Patatoa

The Best Laptop I Own

I have several mobile computers and my favorite to use is easily the oldest and oddest one. My Acer Aspire One ZG5 has been with me since I graduated college, possibly longer. While it's fallen in and out of my daily driver over the years, I come back to it since it is a pleasure to use. This is in spite of many things working against it. But I highly recommend it if it fits your niche.

The specs aren't much to speak of these days. It has an Intel Atom dual core at 1.6 Ghz. 1.5 GB of memory, 250 GB SSD which of course is an upgrade I did myself. There are more features that I'll get to, but on-paper that's the full list of note. You may notice the paltry amount of RAM as the next reasonable upgrade. Unfortunately, the Atom architecture allows a max of 1.5 GB. Alas.

The Aspire One was made for Windows XP. I was able to get Windows 7 on it at a point in time, and it ran well with the aero features disabled. Of course, you don't purposely run old hardware for daily use just to run Windows. You want to run some nerd-cred OS. I have the 32-bit edition of Arch Linux installed with dwm as my window manager and it is a dream. The low overhead of this set up and the limited specs of the machine really compliment each other. I run Arch and dwm on my other laptops, but the set up is essential on my Aspire One.

In 2020, the Aspire One handles the web about as well as it did in 2009. Web browsing is a bit slow to start, but after a minute or so it runs well enough. Most websites run with no problem. Even YouTube runs better than you imagine. The other thing to note is that web browsing eats up about half of the available RAM. As long as you watch how many tabs you have open, and flex patience as pages load on occasion, casual web surfing is totally possible. It can play your music and video files just fine provided you use headphones. I'm not sure if it's the mixer or the hardware itself, but the speakers are quiet. You can even get away with some emulation. NES games run fantastic and SNES games run well too. I like to play SNES JRPGs on 2x speed (or faster) but the Aspire One is not up to that additional ask unfortunately.

image of my Acer Aspire One obligatory neofetch flex

That's a lot of shortcomings, so what makes it my favorite machine? First is the form factor. It is very small — Even by today's standards. It's easy to carry and comfortable to use in lap. Because it's a real laptop, I can lay down, plop it on my belly, and still see the screen — unlike my Surface. I can lay it sideways and not have any screen-rotation or keyboard deactivation shenanigans. It travels well and it's small enough to fit on one knee, so I can pull up just about anywhere.

The screen is also of great value. While it's not OLED, the colors are vibrant. Unlike many of the value Thinkpads touted these days, it has the hard screen on it which gives it a higher budget feel. The screen is 8.9 inches.

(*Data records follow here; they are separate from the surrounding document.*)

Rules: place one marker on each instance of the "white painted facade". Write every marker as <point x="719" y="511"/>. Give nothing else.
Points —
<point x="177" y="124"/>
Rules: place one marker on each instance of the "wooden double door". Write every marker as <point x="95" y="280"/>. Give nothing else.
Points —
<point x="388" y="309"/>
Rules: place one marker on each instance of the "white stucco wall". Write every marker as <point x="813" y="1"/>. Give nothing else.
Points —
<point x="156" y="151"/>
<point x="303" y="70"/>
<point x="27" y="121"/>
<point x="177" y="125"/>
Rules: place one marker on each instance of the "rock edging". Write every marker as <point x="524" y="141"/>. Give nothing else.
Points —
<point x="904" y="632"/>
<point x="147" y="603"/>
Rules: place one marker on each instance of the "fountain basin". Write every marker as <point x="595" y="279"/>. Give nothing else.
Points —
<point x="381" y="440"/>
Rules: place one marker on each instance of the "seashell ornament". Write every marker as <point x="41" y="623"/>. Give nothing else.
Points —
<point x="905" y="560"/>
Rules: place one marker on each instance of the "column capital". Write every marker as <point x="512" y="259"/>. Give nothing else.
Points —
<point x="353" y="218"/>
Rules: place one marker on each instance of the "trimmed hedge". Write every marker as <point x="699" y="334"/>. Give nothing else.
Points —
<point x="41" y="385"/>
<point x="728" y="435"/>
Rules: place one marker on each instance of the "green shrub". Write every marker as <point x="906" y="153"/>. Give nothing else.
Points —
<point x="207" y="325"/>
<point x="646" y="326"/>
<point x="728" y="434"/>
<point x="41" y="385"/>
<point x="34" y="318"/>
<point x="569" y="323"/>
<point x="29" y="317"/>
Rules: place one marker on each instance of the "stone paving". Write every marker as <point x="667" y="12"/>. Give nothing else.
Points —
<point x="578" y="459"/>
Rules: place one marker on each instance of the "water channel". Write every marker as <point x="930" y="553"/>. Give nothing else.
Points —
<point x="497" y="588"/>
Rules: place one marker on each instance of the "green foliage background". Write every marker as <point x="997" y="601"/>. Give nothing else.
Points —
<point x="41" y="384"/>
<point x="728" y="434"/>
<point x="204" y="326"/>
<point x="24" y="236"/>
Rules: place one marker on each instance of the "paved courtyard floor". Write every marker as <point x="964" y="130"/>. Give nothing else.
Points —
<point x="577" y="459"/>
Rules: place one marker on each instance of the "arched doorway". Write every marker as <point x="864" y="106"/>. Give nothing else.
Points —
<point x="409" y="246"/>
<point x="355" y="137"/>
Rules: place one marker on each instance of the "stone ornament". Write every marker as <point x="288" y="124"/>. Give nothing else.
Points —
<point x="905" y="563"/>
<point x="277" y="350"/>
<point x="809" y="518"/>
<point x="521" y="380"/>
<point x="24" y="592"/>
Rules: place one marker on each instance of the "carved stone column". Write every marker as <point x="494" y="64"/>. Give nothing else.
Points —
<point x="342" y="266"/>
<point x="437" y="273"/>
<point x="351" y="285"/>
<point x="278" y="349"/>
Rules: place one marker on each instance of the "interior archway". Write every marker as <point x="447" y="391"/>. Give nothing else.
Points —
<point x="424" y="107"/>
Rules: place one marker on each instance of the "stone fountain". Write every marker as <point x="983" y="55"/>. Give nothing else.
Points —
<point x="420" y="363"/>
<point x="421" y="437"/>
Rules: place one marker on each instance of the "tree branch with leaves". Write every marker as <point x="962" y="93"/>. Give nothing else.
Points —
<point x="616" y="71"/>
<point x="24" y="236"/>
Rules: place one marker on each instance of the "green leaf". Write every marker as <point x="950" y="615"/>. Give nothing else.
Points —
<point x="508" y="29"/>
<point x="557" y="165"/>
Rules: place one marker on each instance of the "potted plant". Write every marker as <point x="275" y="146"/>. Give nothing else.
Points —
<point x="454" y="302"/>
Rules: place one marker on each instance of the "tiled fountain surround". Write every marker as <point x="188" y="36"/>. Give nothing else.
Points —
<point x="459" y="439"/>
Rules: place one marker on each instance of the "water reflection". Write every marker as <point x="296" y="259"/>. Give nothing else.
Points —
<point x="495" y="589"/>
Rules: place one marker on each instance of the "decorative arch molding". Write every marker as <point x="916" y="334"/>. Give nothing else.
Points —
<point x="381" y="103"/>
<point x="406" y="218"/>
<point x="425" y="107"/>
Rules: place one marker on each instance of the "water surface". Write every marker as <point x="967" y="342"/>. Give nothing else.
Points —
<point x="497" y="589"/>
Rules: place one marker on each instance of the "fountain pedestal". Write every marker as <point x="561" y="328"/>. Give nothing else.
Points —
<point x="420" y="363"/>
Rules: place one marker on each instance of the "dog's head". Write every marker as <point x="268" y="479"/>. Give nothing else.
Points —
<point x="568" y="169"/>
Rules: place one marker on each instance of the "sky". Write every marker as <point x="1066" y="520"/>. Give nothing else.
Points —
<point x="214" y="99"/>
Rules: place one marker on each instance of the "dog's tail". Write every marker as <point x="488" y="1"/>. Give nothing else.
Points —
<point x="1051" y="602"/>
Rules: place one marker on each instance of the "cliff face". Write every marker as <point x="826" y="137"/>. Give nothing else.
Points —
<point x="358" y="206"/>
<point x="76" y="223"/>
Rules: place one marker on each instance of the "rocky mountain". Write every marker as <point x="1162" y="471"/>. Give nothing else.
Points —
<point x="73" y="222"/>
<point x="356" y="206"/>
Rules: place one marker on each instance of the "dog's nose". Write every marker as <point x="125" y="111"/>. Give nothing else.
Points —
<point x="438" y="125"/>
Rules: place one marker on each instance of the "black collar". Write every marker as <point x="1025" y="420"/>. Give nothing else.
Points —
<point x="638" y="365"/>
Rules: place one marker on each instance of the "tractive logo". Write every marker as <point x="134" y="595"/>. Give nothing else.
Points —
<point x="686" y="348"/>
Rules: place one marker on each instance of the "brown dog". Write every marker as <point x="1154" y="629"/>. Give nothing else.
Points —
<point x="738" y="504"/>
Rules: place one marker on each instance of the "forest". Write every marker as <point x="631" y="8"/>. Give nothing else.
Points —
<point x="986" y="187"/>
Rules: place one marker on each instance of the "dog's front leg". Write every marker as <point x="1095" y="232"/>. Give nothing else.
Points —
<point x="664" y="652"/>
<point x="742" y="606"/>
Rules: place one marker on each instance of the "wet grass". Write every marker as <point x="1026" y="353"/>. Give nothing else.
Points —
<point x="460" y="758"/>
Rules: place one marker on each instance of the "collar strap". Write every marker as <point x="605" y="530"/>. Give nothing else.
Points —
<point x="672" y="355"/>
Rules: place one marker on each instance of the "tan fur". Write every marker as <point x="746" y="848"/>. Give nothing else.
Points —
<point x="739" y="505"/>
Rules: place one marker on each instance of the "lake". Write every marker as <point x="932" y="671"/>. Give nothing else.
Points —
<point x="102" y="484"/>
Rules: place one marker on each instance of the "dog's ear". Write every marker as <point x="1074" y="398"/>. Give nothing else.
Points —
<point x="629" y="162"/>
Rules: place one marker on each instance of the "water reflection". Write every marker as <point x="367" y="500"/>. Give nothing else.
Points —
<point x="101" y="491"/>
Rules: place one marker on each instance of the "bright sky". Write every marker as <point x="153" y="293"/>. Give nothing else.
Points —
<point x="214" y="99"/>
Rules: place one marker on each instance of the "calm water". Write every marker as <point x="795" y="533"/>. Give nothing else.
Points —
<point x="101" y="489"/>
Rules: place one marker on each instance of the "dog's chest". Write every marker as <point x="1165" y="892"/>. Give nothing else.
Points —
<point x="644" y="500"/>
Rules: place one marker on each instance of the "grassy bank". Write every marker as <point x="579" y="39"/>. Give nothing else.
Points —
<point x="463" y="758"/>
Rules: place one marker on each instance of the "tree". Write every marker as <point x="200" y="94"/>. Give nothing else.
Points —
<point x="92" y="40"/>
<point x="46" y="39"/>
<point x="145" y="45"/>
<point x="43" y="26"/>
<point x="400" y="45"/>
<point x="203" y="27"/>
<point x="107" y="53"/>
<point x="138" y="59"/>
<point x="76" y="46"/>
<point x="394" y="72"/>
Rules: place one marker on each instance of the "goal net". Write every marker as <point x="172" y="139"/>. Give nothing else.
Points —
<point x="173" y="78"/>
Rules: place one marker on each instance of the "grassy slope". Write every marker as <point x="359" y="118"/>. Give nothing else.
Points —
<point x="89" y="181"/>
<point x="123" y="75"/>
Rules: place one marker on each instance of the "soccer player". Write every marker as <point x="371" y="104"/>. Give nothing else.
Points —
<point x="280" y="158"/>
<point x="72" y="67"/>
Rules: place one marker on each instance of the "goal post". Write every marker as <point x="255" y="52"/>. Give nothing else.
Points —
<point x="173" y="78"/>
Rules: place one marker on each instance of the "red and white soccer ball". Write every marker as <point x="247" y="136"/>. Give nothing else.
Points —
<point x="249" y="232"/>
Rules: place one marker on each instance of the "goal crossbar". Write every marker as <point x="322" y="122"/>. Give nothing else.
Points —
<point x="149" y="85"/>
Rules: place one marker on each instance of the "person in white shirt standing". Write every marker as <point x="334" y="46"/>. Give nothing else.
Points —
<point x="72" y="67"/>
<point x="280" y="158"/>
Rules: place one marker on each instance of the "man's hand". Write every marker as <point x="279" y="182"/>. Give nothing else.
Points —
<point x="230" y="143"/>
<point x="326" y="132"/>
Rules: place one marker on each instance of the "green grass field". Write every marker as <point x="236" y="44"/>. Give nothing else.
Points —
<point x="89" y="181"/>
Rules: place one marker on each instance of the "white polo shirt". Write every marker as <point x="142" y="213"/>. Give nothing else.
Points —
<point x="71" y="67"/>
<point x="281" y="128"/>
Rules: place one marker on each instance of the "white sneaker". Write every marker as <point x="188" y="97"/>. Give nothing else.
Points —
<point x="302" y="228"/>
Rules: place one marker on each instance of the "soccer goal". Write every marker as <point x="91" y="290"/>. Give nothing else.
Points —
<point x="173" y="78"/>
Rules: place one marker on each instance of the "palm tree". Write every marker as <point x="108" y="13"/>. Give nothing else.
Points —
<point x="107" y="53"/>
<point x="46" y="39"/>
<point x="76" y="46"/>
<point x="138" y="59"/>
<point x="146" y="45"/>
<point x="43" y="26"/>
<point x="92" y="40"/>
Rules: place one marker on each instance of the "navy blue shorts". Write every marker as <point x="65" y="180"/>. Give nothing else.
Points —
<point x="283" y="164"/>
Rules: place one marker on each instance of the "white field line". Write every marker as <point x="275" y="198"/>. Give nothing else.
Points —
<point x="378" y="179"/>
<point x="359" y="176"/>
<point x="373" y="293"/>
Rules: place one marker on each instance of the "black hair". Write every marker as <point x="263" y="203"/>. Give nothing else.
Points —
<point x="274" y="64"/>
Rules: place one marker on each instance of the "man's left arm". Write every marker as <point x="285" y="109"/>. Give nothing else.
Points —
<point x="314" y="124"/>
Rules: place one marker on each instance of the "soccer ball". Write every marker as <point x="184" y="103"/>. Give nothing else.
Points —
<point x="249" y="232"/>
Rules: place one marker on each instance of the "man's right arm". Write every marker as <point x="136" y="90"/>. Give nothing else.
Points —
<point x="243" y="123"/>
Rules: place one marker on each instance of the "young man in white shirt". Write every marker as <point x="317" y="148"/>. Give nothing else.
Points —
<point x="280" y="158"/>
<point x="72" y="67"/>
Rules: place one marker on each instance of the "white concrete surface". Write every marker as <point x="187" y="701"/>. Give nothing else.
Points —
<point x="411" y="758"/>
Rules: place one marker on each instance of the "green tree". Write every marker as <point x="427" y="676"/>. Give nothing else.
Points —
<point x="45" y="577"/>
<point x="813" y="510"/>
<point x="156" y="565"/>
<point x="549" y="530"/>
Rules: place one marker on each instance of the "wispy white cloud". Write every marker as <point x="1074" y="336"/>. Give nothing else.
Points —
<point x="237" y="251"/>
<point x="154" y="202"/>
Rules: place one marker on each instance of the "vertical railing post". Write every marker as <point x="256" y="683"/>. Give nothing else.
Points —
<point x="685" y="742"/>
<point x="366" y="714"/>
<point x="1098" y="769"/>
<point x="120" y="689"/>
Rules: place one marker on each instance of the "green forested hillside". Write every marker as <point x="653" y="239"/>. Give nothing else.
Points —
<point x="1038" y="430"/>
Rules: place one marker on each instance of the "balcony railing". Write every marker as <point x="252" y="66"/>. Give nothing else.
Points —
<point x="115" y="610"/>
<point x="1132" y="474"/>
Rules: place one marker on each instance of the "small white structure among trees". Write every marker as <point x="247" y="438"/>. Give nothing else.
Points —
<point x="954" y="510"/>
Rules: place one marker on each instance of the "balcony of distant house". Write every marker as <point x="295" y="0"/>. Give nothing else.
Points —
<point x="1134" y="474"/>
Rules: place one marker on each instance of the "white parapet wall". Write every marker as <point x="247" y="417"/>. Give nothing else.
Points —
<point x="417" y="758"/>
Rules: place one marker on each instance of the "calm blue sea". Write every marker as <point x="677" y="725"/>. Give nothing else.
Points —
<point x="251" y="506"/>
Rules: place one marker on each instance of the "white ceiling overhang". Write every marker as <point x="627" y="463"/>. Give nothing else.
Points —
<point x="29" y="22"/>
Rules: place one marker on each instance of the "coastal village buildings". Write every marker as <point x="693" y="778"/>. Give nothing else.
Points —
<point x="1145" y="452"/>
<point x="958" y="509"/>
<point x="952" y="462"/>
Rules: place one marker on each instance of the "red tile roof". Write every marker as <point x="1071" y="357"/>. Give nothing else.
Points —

Though small, it boasts a lot of horizontal space with a very wide aspect ratio. This is very useful for one task the Aspire One shines brightest — writing.

Writing on this is a dream for everything I stated above: the screen is lovely, its ultra-portable and suited for the task. Because web-surfing is just inconvenient enough you are less likely to derail a writing session. It has a real keyboard which I haven't talked up yet, but it too is fantastic. Maybe not suited for bigger hands, but perfect for me. The keys are flush and reasonably spaced. There's no click, of course, but there is a satisfying tap and enough travel that it feels like you're typing on a real keyboard. I've even done a bit of coding on here.

The netbook isn't a thing anymore, and that is a mistake. The format was a bit ahead of its time. It came out just as hardware shrank, but software ballooned. With today's ARM processors, or mobile focused x64's fitting in phones and single-board computers, we could have beastly netbooks. Unfortunately, now were stuck with either larger, more cumbersome laptops, or tablets with mobile OSes. Instead of strapping orthopedics to tablets like cases with stands and bluetooth keyboards, we could be using 21st century, fully-featured, netbooks.

I'm sure you've seen this laptop around in the past, and maybe you even have one, or a netbook like it, lying around. Hopefully, I've persuaded you into giving the Acer Aspire One, and netbooks as a whole, a shot in 2021. Better than a tablet and better than today's larger-if-fancier laptops. Thinkpads have been the meme for years. So much so, that they're not even cheap anymore. These things still are. They're easy to upgrade and easy to use. Let's make the Aspire One the new meme for 2021.